In this village, girls are given in marriage from thirteen years of age. Currently, there is a law against the same, but such old savage cultural practices still prevail. Anyone who reports such cases to the police is considered a mole or a snitch who wants to erode communal culture. Preaching here is prohibited due to strong Islamic culture—but you can pray to your own God in your house.

For you to evangelize in this area you must change your normal. Evangelism is mostly done through outreach projects. In that line, DOVE missionaries are training young women in tailoring. The project is doing well and the first cohort has just graduated. Through this, they minister to the heart and plant a seed of righteousness before planting a seed of economic empowerment. Women in this culture are bound in shackles and chains of pain and trauma. No one except Christ can liberate them. 


It is almost unbelievable that one day, a village Sheikh sent his wife to the missionaries’ home for prayers. She was very sick and they had tried everything possible. The only remaining option was prayers from a born-again Christian and when our missionaries prayed for her she got healed. That’s the God we serve, He is able to do beyond what we can think or imagine.

Our missionaries are introducing a health initiative to reach out to the community.
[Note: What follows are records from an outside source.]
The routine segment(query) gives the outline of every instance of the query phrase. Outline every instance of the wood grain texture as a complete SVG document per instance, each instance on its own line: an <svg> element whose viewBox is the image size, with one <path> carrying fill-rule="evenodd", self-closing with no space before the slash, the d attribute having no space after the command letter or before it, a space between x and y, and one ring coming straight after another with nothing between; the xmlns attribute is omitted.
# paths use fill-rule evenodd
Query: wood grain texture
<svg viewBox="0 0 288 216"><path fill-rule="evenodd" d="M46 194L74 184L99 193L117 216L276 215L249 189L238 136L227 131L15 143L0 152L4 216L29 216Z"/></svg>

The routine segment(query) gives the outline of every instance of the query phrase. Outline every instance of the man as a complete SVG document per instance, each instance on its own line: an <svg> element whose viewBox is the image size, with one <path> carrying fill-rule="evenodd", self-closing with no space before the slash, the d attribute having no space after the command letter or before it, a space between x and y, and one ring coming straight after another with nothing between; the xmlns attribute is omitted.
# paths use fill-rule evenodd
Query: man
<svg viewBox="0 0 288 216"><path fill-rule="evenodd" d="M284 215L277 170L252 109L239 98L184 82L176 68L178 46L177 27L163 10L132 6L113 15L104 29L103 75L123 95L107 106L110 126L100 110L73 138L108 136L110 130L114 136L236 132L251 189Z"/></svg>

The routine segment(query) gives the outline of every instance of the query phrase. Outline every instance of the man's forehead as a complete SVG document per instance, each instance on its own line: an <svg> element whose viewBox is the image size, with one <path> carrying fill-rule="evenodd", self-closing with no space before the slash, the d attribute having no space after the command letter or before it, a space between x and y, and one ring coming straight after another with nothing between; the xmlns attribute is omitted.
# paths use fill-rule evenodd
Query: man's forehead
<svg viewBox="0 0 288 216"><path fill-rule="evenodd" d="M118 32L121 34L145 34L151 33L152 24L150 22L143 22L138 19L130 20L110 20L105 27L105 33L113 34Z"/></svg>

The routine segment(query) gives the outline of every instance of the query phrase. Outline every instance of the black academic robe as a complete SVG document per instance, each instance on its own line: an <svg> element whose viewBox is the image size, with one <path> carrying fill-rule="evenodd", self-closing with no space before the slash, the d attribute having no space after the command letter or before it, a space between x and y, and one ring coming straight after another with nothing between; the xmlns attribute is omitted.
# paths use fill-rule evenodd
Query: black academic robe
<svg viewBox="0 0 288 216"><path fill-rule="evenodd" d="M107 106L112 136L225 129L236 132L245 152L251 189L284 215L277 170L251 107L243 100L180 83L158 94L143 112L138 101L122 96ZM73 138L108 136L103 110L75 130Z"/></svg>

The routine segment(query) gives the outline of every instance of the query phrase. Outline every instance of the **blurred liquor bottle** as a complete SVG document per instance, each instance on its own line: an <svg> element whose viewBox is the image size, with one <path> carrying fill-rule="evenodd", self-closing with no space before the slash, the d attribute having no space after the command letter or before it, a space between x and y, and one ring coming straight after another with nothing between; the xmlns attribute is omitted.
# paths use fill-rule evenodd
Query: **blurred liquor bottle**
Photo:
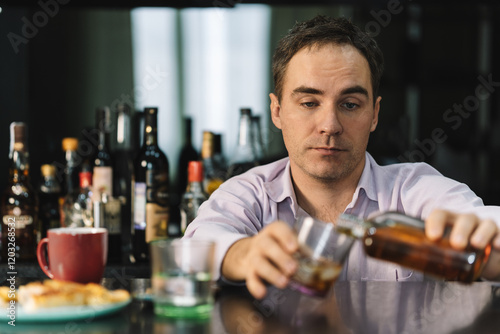
<svg viewBox="0 0 500 334"><path fill-rule="evenodd" d="M252 110L240 109L240 123L238 128L238 144L229 160L227 177L246 172L258 165L252 136Z"/></svg>
<svg viewBox="0 0 500 334"><path fill-rule="evenodd" d="M220 177L222 179L224 179L227 171L227 162L222 149L222 134L220 133L214 133L213 160L216 166L217 173L220 174Z"/></svg>
<svg viewBox="0 0 500 334"><path fill-rule="evenodd" d="M188 184L181 199L181 233L196 218L200 205L208 199L203 190L203 163L190 161L188 164Z"/></svg>
<svg viewBox="0 0 500 334"><path fill-rule="evenodd" d="M203 189L209 196L219 188L226 176L225 168L220 165L222 159L219 158L219 162L216 160L215 143L215 134L211 131L203 131L203 142L201 145L201 157L204 171Z"/></svg>
<svg viewBox="0 0 500 334"><path fill-rule="evenodd" d="M108 263L119 263L122 259L121 206L113 196L113 157L109 149L111 110L97 108L95 121L98 141L92 170L92 197L94 202L102 203L104 219L94 219L94 226L108 229Z"/></svg>
<svg viewBox="0 0 500 334"><path fill-rule="evenodd" d="M57 180L57 171L54 165L44 164L40 167L40 171L42 179L38 186L40 201L38 219L41 225L41 237L45 238L48 229L61 226L59 198L61 197L62 188Z"/></svg>
<svg viewBox="0 0 500 334"><path fill-rule="evenodd" d="M66 137L62 140L62 150L64 152L63 177L61 178L62 194L73 192L78 188L78 169L81 159L78 156L78 139Z"/></svg>
<svg viewBox="0 0 500 334"><path fill-rule="evenodd" d="M26 123L10 124L9 159L8 185L0 203L2 262L15 264L36 259L36 247L41 237L38 196L30 183Z"/></svg>
<svg viewBox="0 0 500 334"><path fill-rule="evenodd" d="M109 108L97 108L95 121L98 142L92 170L92 185L94 187L94 196L99 197L102 193L113 194L113 165L109 150L111 127L111 112Z"/></svg>
<svg viewBox="0 0 500 334"><path fill-rule="evenodd" d="M94 227L92 172L89 165L82 165L78 173L79 187L64 197L64 226Z"/></svg>
<svg viewBox="0 0 500 334"><path fill-rule="evenodd" d="M167 237L169 162L158 146L158 108L144 109L144 143L134 160L132 247L136 262L149 261L149 242Z"/></svg>
<svg viewBox="0 0 500 334"><path fill-rule="evenodd" d="M192 141L192 125L193 121L190 117L184 118L184 145L179 154L179 162L177 164L177 195L180 199L183 192L186 191L188 183L188 164L190 161L198 160L199 154L193 146Z"/></svg>
<svg viewBox="0 0 500 334"><path fill-rule="evenodd" d="M128 261L132 251L132 177L134 149L132 144L132 114L127 104L115 109L116 132L113 151L113 197L120 201L122 261Z"/></svg>
<svg viewBox="0 0 500 334"><path fill-rule="evenodd" d="M57 172L58 180L61 183L61 194L59 196L59 216L61 226L65 226L66 218L64 216L64 199L66 195L72 194L79 185L78 169L80 165L80 156L78 155L78 139L66 137L62 140L62 150L64 152L64 164ZM62 177L60 175L62 174Z"/></svg>
<svg viewBox="0 0 500 334"><path fill-rule="evenodd" d="M262 140L262 127L260 123L260 115L251 116L251 127L252 127L252 145L255 152L255 158L260 164L266 157L266 149L264 147L264 142Z"/></svg>

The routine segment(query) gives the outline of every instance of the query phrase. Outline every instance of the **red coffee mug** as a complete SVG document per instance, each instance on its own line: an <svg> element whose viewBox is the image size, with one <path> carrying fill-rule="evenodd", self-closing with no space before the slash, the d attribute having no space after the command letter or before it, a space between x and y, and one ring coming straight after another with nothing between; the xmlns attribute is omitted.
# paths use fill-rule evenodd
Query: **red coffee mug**
<svg viewBox="0 0 500 334"><path fill-rule="evenodd" d="M49 229L47 238L38 244L36 255L43 272L52 279L99 283L108 256L108 230L90 227Z"/></svg>

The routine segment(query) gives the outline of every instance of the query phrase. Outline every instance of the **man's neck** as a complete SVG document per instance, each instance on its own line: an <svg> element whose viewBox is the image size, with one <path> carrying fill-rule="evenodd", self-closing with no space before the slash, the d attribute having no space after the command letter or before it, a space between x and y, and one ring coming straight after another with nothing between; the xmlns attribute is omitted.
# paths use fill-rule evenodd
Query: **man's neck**
<svg viewBox="0 0 500 334"><path fill-rule="evenodd" d="M292 169L292 182L299 206L315 218L335 222L352 201L363 170L364 164L348 177L327 182L300 172L294 175Z"/></svg>

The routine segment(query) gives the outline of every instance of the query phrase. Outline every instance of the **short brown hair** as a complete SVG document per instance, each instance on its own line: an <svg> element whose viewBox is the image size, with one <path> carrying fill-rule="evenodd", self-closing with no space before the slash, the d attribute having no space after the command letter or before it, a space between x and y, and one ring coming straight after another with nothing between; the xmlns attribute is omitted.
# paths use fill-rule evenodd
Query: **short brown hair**
<svg viewBox="0 0 500 334"><path fill-rule="evenodd" d="M377 42L346 18L318 15L311 20L297 22L276 47L273 56L274 93L281 100L283 80L290 59L305 47L325 44L349 44L358 49L368 61L371 72L373 100L376 100L384 69L384 56Z"/></svg>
The rationale behind it is that health is such a personal thing and for any patient to be treated he or she must share very personal details. Having a born-again resident nurse moving from door to door to treat patients in their homes will be a game changer for spreading the word.


I was fasting partially during my visit for two reasons. First, I was led to do so in my spirit and secondly, this is a spiritual war zone so I had to wage war. During early-morning intercession, I was led to pray mentioning different names of God. The name Jehova Nissi stayed in my mind and spirit for a long time. The Lord was saying, “Raise me as a banner.” Even if you don’t see your anticipated victory. God will be true to His name.